In our previous blog post, we discussed how we extracted printed text from ID cards to speed up application processing in banks. Here we look at how we extracted handwriting from KYC forms.
Many banks still continue to keep a signed hard copy of customer data for legal purposes even though it is easier to digitize the application process. They also collect hard copies for many transactions.
A typical account opening form with handwritten data looks like this:
Our banking client collects thousands of such user-filled application forms. They wanted a system that would extract relevant details like first name, last name, Date of Birth, etc., from each form. High accuracy was required so that the system could operate with minimum human intervention. The system would collect documents from a remote FTP server as and when they came in. The extracted data would be displayed on the interface for admins to validate.
We set out to build a system that can recognize handwritten text with an accuracy of over 90% so that it could be used with minimal admin oversight. We will go into each component of the solution in detail below.
We used Django Framework to build our application. Celery task manager and Redis queues were used to handle the object detection workload. OpenCV and Tesseract were used for preprocessing and segmentation of character boxes. Tensorflow was used for powering the classifier.
The first step was to clean up the input image. For this, we made use of techniques such as noise removal, skew correction, and thresholding. These techniques were all implemented using the openCV image processing library.
The application forms were scanned using a standard scanner in the DPI range of 200 to 300 and converted to either JPEG or TIFF formats. Many images were blurred, tilted, or had other types of deformities. Addressing the varying quality of forms was a major challenge for us. Some of the steps we took to improve the quality of the image are listed below.
- Noise removal cleared the minor spots caused by dust, accidental pen impressions, etc.
- Skew correction was done to fix the tilted images. We detected the straight lines in the images and used them to align the forms.
- Thresholding was done to binarize the images, that is, convert the images to binary format as the machine learning models perform better if the input is binary.
Segmentation is the process of extracting relevant information from the images in the form of bounding boxes.
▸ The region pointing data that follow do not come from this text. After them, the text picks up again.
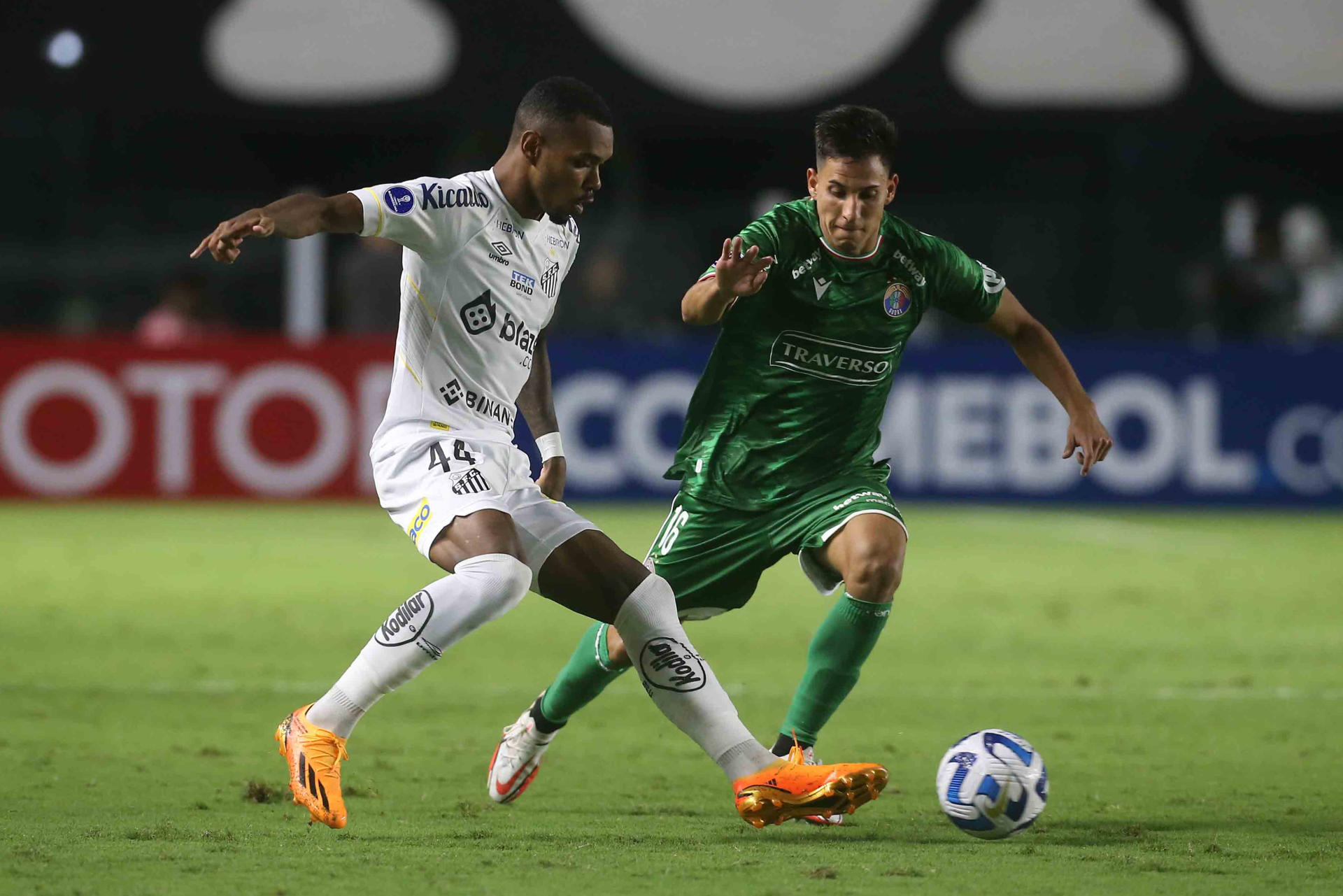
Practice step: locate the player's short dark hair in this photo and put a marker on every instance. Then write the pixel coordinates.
(559, 100)
(856, 132)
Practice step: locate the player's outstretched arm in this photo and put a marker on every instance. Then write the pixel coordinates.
(292, 217)
(1040, 353)
(537, 401)
(737, 273)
We used both OpenCV contour detection technique and Tesseract OCR for this.
Contour detection helps to detect continuous curves along the boundaries of images that have the same color or intensity and to locate the rectangular sections that are to be cropped. Before finding the contours, we also applied Canny edge detection to bring out the edges.
The preprocessed images were fed to the object detection neural net to detect the outermost boxes of the forms. Once we had the outer boxes, the images were fed to the Contour Detection module to obtain the name fields, which were finally cropped out from the forms.
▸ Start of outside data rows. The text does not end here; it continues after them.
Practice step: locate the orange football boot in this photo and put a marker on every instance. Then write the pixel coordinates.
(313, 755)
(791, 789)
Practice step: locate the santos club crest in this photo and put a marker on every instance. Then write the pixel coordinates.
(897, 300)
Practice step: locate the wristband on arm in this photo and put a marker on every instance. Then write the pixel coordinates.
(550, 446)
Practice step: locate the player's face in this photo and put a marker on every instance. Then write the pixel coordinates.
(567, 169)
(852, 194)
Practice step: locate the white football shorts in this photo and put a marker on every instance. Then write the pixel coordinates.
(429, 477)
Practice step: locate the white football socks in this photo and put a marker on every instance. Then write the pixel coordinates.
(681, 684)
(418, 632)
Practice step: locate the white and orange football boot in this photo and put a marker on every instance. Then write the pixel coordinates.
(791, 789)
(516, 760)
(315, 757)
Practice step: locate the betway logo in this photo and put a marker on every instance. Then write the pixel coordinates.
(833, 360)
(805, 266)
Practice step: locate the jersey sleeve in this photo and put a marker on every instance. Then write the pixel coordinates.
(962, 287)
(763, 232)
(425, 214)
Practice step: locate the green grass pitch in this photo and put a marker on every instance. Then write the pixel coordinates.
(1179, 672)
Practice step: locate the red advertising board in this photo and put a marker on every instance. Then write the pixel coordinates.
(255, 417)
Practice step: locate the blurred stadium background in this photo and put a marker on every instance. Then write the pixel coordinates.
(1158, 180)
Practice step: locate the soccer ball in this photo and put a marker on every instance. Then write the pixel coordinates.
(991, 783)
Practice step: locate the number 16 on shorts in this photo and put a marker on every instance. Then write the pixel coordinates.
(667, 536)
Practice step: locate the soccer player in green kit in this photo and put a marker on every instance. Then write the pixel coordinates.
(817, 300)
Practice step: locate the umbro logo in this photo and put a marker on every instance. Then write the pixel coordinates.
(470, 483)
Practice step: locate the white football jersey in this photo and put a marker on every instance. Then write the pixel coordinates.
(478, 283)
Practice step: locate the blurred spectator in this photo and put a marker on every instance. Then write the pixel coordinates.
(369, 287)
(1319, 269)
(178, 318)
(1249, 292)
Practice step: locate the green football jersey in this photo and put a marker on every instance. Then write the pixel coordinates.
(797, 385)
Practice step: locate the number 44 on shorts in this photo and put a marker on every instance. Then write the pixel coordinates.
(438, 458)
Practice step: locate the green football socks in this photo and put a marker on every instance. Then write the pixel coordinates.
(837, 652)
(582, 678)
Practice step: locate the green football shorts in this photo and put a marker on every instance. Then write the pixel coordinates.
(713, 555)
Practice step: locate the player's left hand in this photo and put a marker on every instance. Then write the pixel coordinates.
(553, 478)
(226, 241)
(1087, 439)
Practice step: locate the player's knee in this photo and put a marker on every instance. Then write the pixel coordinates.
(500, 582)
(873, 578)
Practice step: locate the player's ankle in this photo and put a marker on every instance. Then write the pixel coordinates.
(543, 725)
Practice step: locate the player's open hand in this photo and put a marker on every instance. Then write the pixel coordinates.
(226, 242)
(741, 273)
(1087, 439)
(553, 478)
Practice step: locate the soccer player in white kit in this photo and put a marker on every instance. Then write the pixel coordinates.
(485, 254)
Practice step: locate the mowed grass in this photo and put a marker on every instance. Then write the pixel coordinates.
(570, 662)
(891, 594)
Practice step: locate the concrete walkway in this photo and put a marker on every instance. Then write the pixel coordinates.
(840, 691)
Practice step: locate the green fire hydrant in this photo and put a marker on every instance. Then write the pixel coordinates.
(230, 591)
In the Tesseract approach to segmentation, we employed a suite of OCR tools to detect the printed text in the forms. The model first prints out the entire text in the image. We then searched for the text corresponding to each text field. Once we found this landmark text, we got its pixel position in the images. We were able to guess the positions of the filled boxes using this pixel information. Please refer to our previous blog post for more details of this process.
Once we identified the outer sections, we continued to use the Contour approach to detect the inner boxes and segment the characters individually. These character images were then passed on to the machine learning model for recognition after resizing to 128 * 128.
Character recognition is not as simple as it seems. Some of the fields have digits, some have alphabets, and some, such as addresses, contain both alphabets and digits.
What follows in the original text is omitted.